Hello. I ran this following experiment. Immobilized an anti-flag Ab to a CM5 using NHS/EDC. RL at ~12000 RU. Then injected Ligand, has a Flag tag (Mw: 85.9kDa). RL at ~325RU. Then passed on Analyte (Mw: 35 kDa). using HBS P. at conc. of 100, 20, 4, 0.8, 0.16nM. I am seeing the dissociation go down, then would go up. U-shaped. The figures below shows different sensorgrams. (Figure 1): FC 4-3. All conc.; (Figure 2): FC 4-3: Ligand injection followed by a sample blank (HBS); (Figure 3): FC 3, reference blank with HBS injected; (Figure 4): FC3, red, reference , FC4, green, 100nM sample. Any suggestions on how I can address the drifting issue? Is this the reason for the unusual dissociation shape? Just FYI, I did a desorb and sanitize 3 days for this run and let it flow at standby for these 3 days... Thanks.
Drift works in two ways. Drift in the reference and drift in de active channels. From figure 3 it can be seen that there is drift in the reference. But when subtracting positive reference drift you expect the active channel to be more negative. Since this is not the case in figure one, the drift is possibly mainly due to the active channel. Since the active channel contains a lot of ligand, this can lead to some drift. Especially when you use some form of regeneration. When using regeneration on a high density surface a longer stabilisation time after the regeneration may be helpfull to wash out all the chemicals and stabilize the system again.

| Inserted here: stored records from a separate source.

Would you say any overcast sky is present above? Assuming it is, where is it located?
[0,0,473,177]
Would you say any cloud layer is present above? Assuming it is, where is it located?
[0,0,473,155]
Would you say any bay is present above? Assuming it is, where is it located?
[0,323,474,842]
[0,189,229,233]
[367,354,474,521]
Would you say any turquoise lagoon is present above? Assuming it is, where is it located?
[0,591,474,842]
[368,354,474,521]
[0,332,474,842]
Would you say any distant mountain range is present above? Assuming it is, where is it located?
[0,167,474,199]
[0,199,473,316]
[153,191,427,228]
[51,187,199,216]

We standard add a stabilization flow of five minutes before starting the first injection. On a T200 you have to 'fake' this by injection of buffer and add a wait time since a 'pause/wait' command is not available.
A lower ligand density may also be better to lower drift. It seems that you have enough capacity/response to bind the Flag-tag protein to lower the anti-Flag-tag antibody.

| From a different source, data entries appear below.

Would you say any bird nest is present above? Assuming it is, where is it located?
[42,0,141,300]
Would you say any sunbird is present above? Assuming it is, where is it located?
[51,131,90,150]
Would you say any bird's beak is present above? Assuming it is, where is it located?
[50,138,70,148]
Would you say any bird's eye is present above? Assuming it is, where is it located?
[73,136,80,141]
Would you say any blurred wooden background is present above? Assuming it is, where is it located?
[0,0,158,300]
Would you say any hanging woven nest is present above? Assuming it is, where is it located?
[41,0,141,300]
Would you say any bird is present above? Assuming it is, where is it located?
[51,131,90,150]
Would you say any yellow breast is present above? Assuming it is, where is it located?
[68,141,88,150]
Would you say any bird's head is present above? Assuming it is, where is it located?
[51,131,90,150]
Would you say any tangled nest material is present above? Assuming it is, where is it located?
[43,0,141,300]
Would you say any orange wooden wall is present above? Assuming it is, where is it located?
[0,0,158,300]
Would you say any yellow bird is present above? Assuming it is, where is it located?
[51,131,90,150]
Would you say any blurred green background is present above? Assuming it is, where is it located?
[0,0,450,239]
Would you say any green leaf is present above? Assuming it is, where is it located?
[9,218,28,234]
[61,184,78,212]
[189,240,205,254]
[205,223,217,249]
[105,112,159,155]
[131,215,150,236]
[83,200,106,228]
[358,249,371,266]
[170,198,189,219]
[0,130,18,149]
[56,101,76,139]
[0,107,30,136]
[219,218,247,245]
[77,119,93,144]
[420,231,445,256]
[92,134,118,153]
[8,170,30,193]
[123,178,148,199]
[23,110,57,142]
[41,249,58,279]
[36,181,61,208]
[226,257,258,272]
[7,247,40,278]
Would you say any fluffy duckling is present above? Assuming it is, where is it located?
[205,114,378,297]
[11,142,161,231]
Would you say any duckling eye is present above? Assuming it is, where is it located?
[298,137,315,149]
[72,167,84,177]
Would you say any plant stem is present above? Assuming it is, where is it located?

Hi Arnoud, seems like the extra washing did not help. I will try the lower ligand density. In did think about something. The submitter informed me that the Analyte (35kDa) has a his-tag C term. How about reversing the reaction? Meaning immobilize the Analyte unto a chip and then pass on what used to be my Ligand (85.9 kDa). Would that be feasible?
You can try to capture with an anti His or NTA chip.

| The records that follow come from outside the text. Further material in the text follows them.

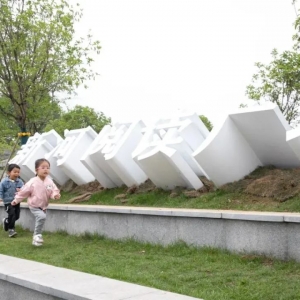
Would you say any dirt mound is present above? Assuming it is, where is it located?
[220,166,300,202]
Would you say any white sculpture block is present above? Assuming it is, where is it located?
[52,126,97,185]
[81,121,147,188]
[132,114,209,189]
[193,104,300,186]
[45,140,70,185]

Reversing an interacting pair is always an option when encountering non-specific binding or drift by one of the interactants. Try to immobilize not too much (
Hi Arnoud, I was thinking of using the anti-his kit. But found out both the ligand and the analyte has a his tag. But thought about doing the following...Immobilize the anti-his on a CM5 chip using NHS/EDC. then pass on the Ligand. Then once bound, I was going to flow a reagent (a blocking reagent), to block all other open anti-His sites. Then, pass on the Analyte which will bind to the Ligand (hoping all the unoccupied anit-his sites are blocked, so that the interaction is only between the bound Ligand and the Analyte). Would this theoretically work? What would be a good blocking reagent to use? Thanks.